Context: Recoding a string from an external source to save to the database
From the gem, I get the string s , which has latin-1 encoded content and what I want to keep in the Rails model.
r = MyRecord.new(mystring: s)
Since my PostgreSQL database uses UTF-8 encoding, saving the model after setting its string field to a string causes an error when this string contains certain characters other than ASCII:
ActiveRecord::StatementInvalid: PG::CharacterNotInRepertoire: ERROR: invalid byte sequence for encoding "UTF8": 0xdf 0x65 ...

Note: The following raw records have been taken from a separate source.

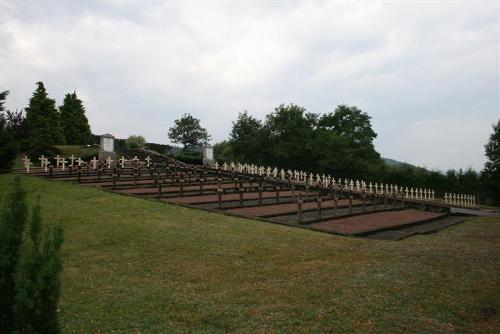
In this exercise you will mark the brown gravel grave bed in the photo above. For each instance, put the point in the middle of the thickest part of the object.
(375, 221)
(167, 188)
(289, 208)
(427, 227)
(225, 197)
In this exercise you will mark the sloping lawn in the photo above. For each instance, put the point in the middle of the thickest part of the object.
(132, 265)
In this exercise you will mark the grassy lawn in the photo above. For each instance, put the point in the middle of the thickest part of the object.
(132, 265)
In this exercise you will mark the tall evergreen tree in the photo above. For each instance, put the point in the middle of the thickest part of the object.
(44, 121)
(12, 224)
(490, 176)
(38, 278)
(7, 146)
(75, 123)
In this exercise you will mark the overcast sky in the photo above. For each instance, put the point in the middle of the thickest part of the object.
(426, 72)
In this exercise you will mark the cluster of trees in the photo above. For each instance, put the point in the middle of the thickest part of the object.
(340, 143)
(30, 268)
(50, 125)
(42, 123)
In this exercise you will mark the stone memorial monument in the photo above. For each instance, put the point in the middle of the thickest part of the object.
(107, 149)
(208, 154)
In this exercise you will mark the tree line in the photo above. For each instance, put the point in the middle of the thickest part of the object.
(340, 143)
(41, 123)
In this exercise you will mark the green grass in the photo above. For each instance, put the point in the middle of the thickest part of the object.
(132, 265)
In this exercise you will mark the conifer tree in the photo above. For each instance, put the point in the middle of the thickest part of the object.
(38, 278)
(12, 224)
(44, 121)
(75, 123)
(7, 145)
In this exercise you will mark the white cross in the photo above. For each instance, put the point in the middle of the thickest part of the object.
(58, 158)
(42, 160)
(94, 163)
(72, 158)
(27, 163)
(45, 164)
(63, 163)
(122, 162)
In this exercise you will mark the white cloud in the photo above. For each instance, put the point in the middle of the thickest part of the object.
(421, 70)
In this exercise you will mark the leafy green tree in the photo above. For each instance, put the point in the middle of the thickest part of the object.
(44, 121)
(490, 176)
(287, 133)
(74, 122)
(246, 138)
(188, 132)
(8, 149)
(38, 278)
(135, 142)
(12, 222)
(223, 151)
(345, 143)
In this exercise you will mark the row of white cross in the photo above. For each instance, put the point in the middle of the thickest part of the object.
(298, 176)
(326, 181)
(460, 199)
(74, 161)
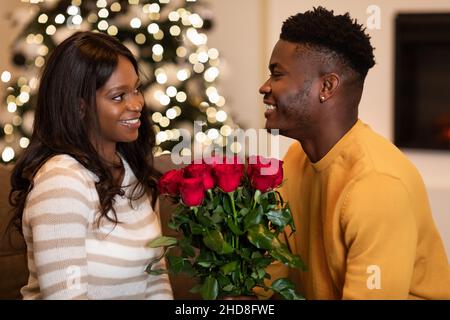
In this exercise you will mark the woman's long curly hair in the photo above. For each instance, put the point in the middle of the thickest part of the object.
(75, 70)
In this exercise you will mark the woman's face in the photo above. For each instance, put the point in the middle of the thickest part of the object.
(119, 106)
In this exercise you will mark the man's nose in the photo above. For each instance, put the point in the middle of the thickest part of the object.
(265, 88)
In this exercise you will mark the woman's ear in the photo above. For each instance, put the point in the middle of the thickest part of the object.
(330, 84)
(82, 109)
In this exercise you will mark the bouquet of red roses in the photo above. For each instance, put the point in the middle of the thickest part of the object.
(230, 216)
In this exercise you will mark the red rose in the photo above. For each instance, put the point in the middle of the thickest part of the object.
(265, 174)
(192, 191)
(200, 170)
(228, 175)
(169, 183)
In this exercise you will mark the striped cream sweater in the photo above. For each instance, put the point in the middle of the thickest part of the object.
(69, 257)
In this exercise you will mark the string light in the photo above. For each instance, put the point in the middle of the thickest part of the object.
(6, 76)
(195, 61)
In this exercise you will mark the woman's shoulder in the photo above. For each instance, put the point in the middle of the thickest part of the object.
(64, 165)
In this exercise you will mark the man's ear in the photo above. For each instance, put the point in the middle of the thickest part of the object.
(330, 84)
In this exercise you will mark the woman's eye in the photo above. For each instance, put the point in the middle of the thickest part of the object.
(118, 97)
(137, 90)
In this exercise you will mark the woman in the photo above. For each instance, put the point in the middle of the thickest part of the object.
(84, 189)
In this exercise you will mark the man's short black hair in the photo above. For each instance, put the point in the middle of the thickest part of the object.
(338, 33)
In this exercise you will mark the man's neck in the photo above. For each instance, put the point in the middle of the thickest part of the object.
(325, 138)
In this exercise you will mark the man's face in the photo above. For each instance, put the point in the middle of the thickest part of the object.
(288, 91)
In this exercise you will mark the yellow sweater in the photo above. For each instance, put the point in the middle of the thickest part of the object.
(364, 225)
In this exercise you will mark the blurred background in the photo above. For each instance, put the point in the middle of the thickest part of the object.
(406, 96)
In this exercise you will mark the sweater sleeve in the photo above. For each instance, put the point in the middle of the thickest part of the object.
(56, 223)
(159, 287)
(380, 235)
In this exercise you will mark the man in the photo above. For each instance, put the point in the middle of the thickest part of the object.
(364, 226)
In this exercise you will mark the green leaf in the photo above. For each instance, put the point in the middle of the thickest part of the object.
(233, 227)
(196, 228)
(176, 263)
(286, 289)
(156, 272)
(243, 212)
(214, 240)
(254, 217)
(279, 217)
(162, 241)
(196, 289)
(261, 237)
(249, 283)
(217, 217)
(205, 264)
(186, 247)
(283, 254)
(229, 267)
(210, 288)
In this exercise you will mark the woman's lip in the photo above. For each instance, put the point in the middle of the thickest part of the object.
(269, 112)
(131, 125)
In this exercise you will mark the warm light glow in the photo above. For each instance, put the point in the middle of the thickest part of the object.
(164, 100)
(156, 116)
(213, 134)
(181, 96)
(202, 57)
(211, 74)
(174, 16)
(140, 38)
(8, 128)
(175, 30)
(181, 52)
(158, 49)
(12, 107)
(171, 91)
(77, 20)
(59, 19)
(225, 130)
(198, 68)
(112, 30)
(195, 20)
(101, 3)
(39, 62)
(73, 10)
(153, 28)
(115, 7)
(164, 122)
(103, 13)
(6, 76)
(213, 53)
(8, 154)
(171, 114)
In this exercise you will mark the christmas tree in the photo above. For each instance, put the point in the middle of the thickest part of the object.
(167, 37)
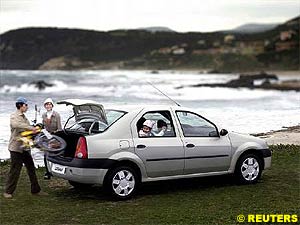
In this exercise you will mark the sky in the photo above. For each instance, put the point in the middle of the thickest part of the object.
(178, 15)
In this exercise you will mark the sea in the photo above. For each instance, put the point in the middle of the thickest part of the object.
(235, 109)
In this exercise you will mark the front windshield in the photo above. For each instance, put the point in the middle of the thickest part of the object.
(93, 125)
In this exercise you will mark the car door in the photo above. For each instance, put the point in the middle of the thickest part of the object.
(162, 155)
(205, 150)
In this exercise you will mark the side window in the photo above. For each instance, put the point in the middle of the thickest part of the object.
(194, 125)
(156, 124)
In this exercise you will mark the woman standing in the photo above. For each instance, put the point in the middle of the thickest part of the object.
(52, 123)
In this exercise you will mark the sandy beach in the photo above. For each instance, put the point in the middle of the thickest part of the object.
(289, 135)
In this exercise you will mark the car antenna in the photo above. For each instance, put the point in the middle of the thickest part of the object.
(163, 93)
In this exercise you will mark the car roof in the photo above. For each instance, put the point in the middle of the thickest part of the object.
(139, 107)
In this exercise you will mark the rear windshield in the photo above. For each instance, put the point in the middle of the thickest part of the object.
(89, 124)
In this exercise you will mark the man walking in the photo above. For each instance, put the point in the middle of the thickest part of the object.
(19, 154)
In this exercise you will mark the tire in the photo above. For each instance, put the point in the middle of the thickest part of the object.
(79, 186)
(248, 169)
(121, 182)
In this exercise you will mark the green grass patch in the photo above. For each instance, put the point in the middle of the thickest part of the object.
(213, 200)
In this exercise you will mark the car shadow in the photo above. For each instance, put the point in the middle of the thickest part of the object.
(150, 188)
(186, 184)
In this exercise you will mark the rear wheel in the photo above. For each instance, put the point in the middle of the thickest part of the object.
(248, 169)
(121, 182)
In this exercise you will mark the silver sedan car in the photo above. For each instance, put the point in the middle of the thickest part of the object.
(121, 147)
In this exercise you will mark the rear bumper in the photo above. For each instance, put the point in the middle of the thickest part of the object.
(267, 155)
(80, 175)
(89, 171)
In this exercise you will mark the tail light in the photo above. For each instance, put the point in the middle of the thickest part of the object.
(81, 149)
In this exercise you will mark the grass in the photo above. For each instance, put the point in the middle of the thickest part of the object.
(214, 200)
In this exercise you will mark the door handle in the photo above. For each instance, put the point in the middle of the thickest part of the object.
(190, 146)
(141, 146)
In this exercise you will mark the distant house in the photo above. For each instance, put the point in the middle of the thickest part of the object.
(201, 42)
(287, 35)
(178, 51)
(228, 39)
(251, 47)
(211, 51)
(217, 44)
(164, 51)
(285, 45)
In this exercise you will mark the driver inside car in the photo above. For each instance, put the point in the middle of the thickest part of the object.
(146, 129)
(161, 128)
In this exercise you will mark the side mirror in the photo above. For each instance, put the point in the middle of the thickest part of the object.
(213, 134)
(223, 132)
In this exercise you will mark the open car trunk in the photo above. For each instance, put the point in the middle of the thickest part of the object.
(88, 118)
(71, 140)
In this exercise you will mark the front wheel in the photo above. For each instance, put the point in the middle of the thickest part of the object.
(121, 182)
(79, 186)
(248, 169)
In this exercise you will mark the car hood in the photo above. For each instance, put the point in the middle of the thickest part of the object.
(86, 109)
(238, 139)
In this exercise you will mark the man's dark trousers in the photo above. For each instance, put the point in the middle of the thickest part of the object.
(17, 160)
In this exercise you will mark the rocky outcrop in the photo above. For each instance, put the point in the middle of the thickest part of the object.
(40, 84)
(65, 63)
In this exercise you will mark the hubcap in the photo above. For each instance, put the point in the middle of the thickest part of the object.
(250, 169)
(123, 183)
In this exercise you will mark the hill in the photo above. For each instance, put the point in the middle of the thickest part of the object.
(53, 48)
(254, 28)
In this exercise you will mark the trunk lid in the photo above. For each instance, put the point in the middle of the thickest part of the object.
(86, 109)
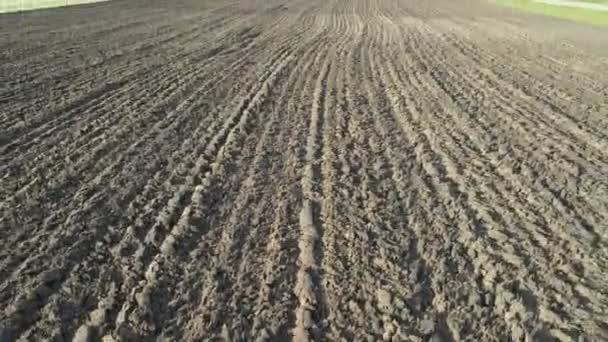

I can easily solve this by recoding the string:
r = MyRecord.new(mystring: s.encode(Encoding::UTF_8, Encoding::ISO_8859_1))
(Since r.encoding returns #<Encoding:ASCII-8BIT> instead of #<Encoding:ISO-8859-1> , I pass the source encoding as the second argument . The gem that s produced probably does not know what file it is reads from the string latin1 encoded.)
Challenge: Avoid Hard Encoding of Target Encoding
It occurred to me that knowing about the encoding of a database row does not apply to the part of the code where I do this, preserving and, therefore, transcoding.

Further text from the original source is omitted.